Tareq Hussein Ali, le frère de Wedat Hussein Ali, a déclaré à Amnesty International :

« Sa main droite et son pied droit étaient cassés, ses yeux portaient de nombreuses ecchymoses et toutes ses côtes étaient cassées. Mon frère a été frappé et torturé. Il a été emmené sous la menace d’une arme en plein jour, sur une route très fréquentée de Dahuk, en pleine heure de pointe. Comment les autorités peuvent-elles laisser cela se produire ? Comment peuvent-elles n’avoir rien à dire ? »

Les membres de la famille et les collègues de Wedat Hussein Ali ont également déclaré à Amnesty International qu’il avait déjà reçu des menaces de mort par téléphone et qu’il avait été interrogé par l’Asayish de Dahuk à plusieurs reprises. Ils ont déclaré qu’il avait été battu au cours d’un des interrogatoires. Il avait dit à sa famille qu’on lui avait demandé d’arrêter son travail de journaliste pour l’agence de presse RojNews, ou de devenir informateur pour l’Asayish. Il avait refusé et avait continué de travailler pour l’agence de presse.

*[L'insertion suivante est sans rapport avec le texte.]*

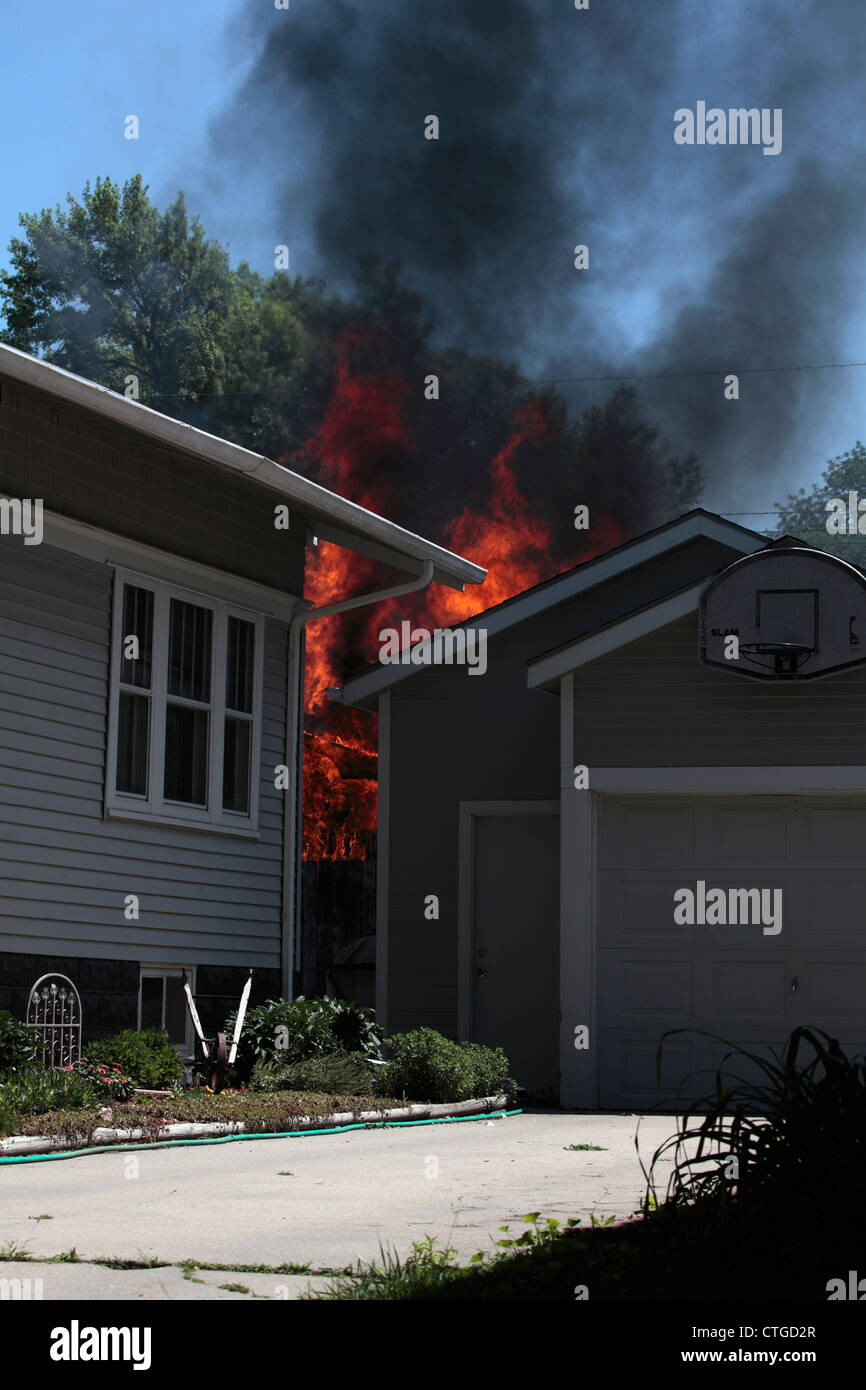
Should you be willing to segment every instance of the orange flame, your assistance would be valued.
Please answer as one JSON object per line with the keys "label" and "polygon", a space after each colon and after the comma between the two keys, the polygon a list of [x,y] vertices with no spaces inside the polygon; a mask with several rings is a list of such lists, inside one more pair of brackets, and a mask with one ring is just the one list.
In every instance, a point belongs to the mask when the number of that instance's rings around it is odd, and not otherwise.
{"label": "orange flame", "polygon": [[[357,352],[370,348],[375,331],[352,325],[343,334],[336,360],[336,382],[320,430],[303,450],[320,460],[324,481],[374,512],[388,509],[389,488],[382,460],[392,449],[411,449],[406,400],[409,386],[399,377],[360,375]],[[514,466],[521,448],[539,445],[552,431],[544,402],[530,400],[514,418],[514,430],[491,463],[489,493],[482,510],[466,507],[445,528],[442,543],[488,570],[482,587],[464,592],[434,585],[399,600],[400,619],[438,627],[461,621],[502,603],[574,564],[556,559],[550,528],[532,514],[520,491]],[[589,559],[621,539],[613,521],[594,518]],[[364,589],[385,587],[378,567],[364,556],[320,541],[307,569],[306,596],[316,606]],[[386,603],[359,613],[322,619],[307,628],[304,681],[304,859],[364,859],[375,853],[377,719],[363,710],[332,703],[328,687],[359,669],[378,648],[378,632],[389,621]]]}

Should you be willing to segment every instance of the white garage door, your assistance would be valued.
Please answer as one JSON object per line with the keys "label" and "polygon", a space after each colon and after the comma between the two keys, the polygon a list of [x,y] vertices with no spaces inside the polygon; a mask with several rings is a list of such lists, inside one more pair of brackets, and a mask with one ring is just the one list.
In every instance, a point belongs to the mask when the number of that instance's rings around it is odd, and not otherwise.
{"label": "white garage door", "polygon": [[[781,931],[677,924],[674,892],[699,880],[728,901],[780,888]],[[667,1029],[760,1051],[808,1023],[866,1049],[866,796],[602,796],[598,923],[602,1108],[657,1099]],[[662,1094],[713,1090],[724,1052],[669,1040]]]}

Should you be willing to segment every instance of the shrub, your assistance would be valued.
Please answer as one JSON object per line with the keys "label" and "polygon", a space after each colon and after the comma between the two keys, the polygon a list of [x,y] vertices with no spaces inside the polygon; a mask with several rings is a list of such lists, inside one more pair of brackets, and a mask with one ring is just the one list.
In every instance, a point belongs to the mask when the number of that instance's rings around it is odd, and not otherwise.
{"label": "shrub", "polygon": [[29,1023],[19,1023],[7,1009],[0,1009],[0,1072],[32,1066],[38,1055],[36,1030]]}
{"label": "shrub", "polygon": [[502,1048],[452,1042],[434,1029],[414,1029],[388,1040],[391,1058],[379,1086],[411,1101],[470,1101],[481,1095],[514,1095]]}
{"label": "shrub", "polygon": [[26,1068],[0,1076],[0,1111],[44,1115],[54,1109],[95,1108],[100,1098],[85,1076]]}
{"label": "shrub", "polygon": [[288,1066],[256,1062],[250,1079],[253,1091],[314,1091],[324,1095],[370,1095],[378,1083],[363,1052],[328,1052]]}
{"label": "shrub", "polygon": [[135,1090],[135,1081],[124,1073],[122,1068],[108,1062],[95,1062],[89,1056],[74,1062],[64,1070],[89,1081],[103,1101],[128,1101]]}
{"label": "shrub", "polygon": [[[231,1038],[236,1012],[225,1020]],[[285,1044],[285,1045],[284,1045]],[[382,1031],[373,1009],[345,999],[268,999],[247,1009],[238,1047],[238,1074],[249,1077],[256,1062],[288,1066],[332,1052],[382,1055]]]}
{"label": "shrub", "polygon": [[88,1042],[88,1061],[120,1066],[135,1086],[149,1091],[179,1086],[183,1074],[181,1058],[171,1038],[161,1029],[124,1029],[114,1037]]}

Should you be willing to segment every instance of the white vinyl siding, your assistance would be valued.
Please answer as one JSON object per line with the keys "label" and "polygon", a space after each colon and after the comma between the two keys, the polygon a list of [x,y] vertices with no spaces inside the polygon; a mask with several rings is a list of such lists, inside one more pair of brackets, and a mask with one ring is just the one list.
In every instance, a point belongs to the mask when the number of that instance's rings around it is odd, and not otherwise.
{"label": "white vinyl siding", "polygon": [[288,627],[261,623],[257,835],[106,819],[111,580],[0,545],[0,949],[278,967]]}
{"label": "white vinyl siding", "polygon": [[[256,831],[261,619],[122,570],[114,584],[108,813]],[[140,631],[125,630],[132,614]],[[131,637],[138,660],[125,655]],[[232,785],[243,774],[240,796],[227,796],[227,771]]]}

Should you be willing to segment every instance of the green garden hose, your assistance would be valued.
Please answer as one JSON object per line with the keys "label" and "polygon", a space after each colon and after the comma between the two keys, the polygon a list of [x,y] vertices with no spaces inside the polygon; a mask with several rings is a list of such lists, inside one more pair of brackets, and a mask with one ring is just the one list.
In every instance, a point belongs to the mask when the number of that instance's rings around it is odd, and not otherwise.
{"label": "green garden hose", "polygon": [[509,1115],[523,1115],[523,1111],[484,1111],[481,1115],[438,1115],[428,1120],[371,1120],[356,1125],[334,1125],[329,1129],[285,1130],[278,1134],[215,1134],[210,1138],[165,1138],[154,1144],[96,1144],[92,1148],[70,1148],[61,1154],[18,1154],[0,1158],[0,1163],[44,1163],[57,1158],[82,1158],[85,1154],[118,1154],[128,1150],[136,1152],[143,1148],[182,1148],[189,1144],[234,1144],[238,1140],[249,1138],[299,1138],[303,1134],[345,1134],[353,1129],[405,1129],[410,1125],[460,1125],[464,1120],[498,1120]]}

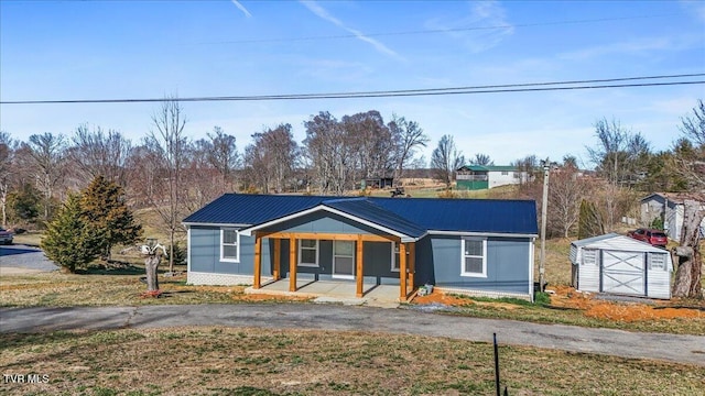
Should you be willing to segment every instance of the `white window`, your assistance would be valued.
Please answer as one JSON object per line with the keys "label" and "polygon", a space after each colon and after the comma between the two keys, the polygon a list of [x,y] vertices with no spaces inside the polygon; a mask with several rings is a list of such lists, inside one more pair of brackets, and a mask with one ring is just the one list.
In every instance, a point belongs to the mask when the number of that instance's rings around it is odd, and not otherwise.
{"label": "white window", "polygon": [[583,265],[597,265],[597,250],[583,249]]}
{"label": "white window", "polygon": [[299,240],[299,265],[318,266],[318,240]]}
{"label": "white window", "polygon": [[665,254],[649,253],[649,270],[666,270]]}
{"label": "white window", "polygon": [[463,239],[462,276],[487,277],[487,240]]}
{"label": "white window", "polygon": [[391,242],[391,244],[392,244],[392,257],[391,257],[392,272],[399,272],[399,271],[400,271],[400,264],[399,264],[399,243],[397,243],[397,242]]}
{"label": "white window", "polygon": [[333,241],[333,277],[355,278],[355,242]]}
{"label": "white window", "polygon": [[240,262],[240,233],[234,229],[220,229],[220,261]]}

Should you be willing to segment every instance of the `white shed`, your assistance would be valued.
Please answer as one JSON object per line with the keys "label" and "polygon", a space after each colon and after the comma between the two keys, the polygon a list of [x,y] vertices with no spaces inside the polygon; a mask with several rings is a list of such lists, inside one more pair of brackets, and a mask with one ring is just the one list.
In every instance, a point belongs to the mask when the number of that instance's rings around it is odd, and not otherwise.
{"label": "white shed", "polygon": [[581,292],[671,298],[668,251],[610,233],[571,243],[573,286]]}

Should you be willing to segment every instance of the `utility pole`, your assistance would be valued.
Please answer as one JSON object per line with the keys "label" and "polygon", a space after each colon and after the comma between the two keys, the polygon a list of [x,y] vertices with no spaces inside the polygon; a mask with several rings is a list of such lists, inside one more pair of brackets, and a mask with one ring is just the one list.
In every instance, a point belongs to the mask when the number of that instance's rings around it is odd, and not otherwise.
{"label": "utility pole", "polygon": [[543,165],[543,200],[541,202],[541,258],[539,261],[539,292],[545,287],[545,265],[546,265],[546,217],[549,210],[549,174],[551,163],[549,158],[541,161]]}

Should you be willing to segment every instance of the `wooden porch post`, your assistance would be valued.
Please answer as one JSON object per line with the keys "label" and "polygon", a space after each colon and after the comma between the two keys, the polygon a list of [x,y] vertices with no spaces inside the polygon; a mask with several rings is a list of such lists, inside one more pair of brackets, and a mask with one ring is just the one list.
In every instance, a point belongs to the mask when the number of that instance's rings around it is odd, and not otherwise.
{"label": "wooden porch post", "polygon": [[296,292],[296,239],[289,238],[289,292]]}
{"label": "wooden porch post", "polygon": [[365,273],[362,271],[362,235],[357,237],[357,252],[355,258],[357,260],[356,280],[357,280],[357,297],[362,297],[362,283]]}
{"label": "wooden porch post", "polygon": [[272,277],[274,278],[274,280],[279,280],[279,268],[281,267],[282,264],[282,240],[280,240],[279,238],[274,239],[274,262],[272,263],[272,265],[274,266],[272,268]]}
{"label": "wooden porch post", "polygon": [[406,299],[406,244],[399,243],[399,299]]}
{"label": "wooden porch post", "polygon": [[416,273],[416,242],[409,243],[409,287],[413,292],[414,286],[414,274]]}
{"label": "wooden porch post", "polygon": [[262,237],[254,233],[254,285],[252,288],[260,288],[262,285]]}

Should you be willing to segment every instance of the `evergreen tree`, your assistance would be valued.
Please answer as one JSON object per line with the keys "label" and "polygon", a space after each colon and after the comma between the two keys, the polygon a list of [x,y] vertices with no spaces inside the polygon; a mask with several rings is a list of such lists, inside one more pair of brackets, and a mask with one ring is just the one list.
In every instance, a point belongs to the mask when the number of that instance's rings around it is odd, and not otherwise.
{"label": "evergreen tree", "polygon": [[100,235],[91,231],[82,212],[80,197],[69,195],[58,215],[47,224],[41,242],[44,254],[70,273],[100,254]]}
{"label": "evergreen tree", "polygon": [[122,187],[97,176],[82,195],[83,216],[94,233],[100,237],[101,254],[110,258],[116,244],[134,243],[142,235],[142,226],[124,202]]}

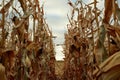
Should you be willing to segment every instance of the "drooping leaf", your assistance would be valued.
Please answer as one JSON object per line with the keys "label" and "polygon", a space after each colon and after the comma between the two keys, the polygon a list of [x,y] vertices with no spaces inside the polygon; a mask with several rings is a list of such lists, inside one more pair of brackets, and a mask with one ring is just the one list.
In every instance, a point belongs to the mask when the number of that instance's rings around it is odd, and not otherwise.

Les collègues de Wedat Hussein Ali à RojNews, une agence considérée comme étant en faveur du PKK (le Parti des travailleurs du Kurdistan), ont en outre déclaré à Amnesty International qu’il travaillait principalement sur les questions liées au conflit politique actuel au Kurdistan irakien et qu’il transportait du matériel vidéo dans sa voiture le jour où il a été enlevé.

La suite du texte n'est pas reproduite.